While Sunhwan Jo's answer is correct concerning block averages method,concerning error analysis you can find other methods like the jacknife and bootstrap methods (closely related to one another) here: http://www.helsinki.fi/~rummukai/lectures/montecarlo_oulu/lectures/mc_notes5.pdf
In short, with the bootstrap method, you can make series of random artificial samples from your data and calculate the value you want on your new sample. I wrote a short piece of Python code to work some data out (don't forget to import numpy or the functions I used):
def Bootstrap(data):
B = 100 # arbitraty number of artificial samplings
es = 0.
means = numpy.zeros(B)
sizeB = data.shape[0]/4 # (assuming you pass a numpy array)

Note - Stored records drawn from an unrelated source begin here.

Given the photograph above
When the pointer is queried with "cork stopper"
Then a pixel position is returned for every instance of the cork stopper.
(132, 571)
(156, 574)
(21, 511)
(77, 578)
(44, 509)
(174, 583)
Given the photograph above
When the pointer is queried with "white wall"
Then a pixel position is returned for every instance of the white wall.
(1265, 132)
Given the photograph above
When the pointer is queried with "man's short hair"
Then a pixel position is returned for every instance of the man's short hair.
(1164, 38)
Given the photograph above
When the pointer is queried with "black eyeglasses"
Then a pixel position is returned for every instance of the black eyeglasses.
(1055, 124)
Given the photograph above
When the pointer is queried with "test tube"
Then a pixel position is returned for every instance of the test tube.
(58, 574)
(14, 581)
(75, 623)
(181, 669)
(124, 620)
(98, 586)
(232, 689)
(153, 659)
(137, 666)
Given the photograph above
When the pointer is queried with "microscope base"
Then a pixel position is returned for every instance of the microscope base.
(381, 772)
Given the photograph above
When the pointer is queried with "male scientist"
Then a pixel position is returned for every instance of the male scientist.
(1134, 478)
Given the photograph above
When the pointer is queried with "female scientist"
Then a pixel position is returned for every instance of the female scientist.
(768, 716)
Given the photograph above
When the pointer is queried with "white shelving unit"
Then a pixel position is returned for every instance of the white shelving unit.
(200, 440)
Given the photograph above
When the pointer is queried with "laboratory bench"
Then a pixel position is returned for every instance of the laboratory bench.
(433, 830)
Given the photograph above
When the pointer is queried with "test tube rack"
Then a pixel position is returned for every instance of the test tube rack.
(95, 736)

# arbitrary bin-size proportional to the one of your
# sampling.
for n in range(B):
for i in range(sizeB):
# if data is multi-column array you may have to add the one you use
# specifically in randint, else it will give you a one dimension array.
# Check the doc.
means[n] = means[n] + data[numpy.random.randint(0,high=data.shape[0])] # Assuming your desired value is the mean of the values
# Any calculation is ok.
means[n] = means[n]/sizeB
es = numpy.std(means,ddof = 1)
return es
I know it can be upgraded but it's a first shot. With your data, I get the following:
Mean = 594.84368
Std = 66.48475
Statistical error = 9.99105
I hope this helps anyone stumbling across this problem in statistical analysis of data. If I'm wrong or anything else (first post and I'm no mathematician), any correction is welcomed.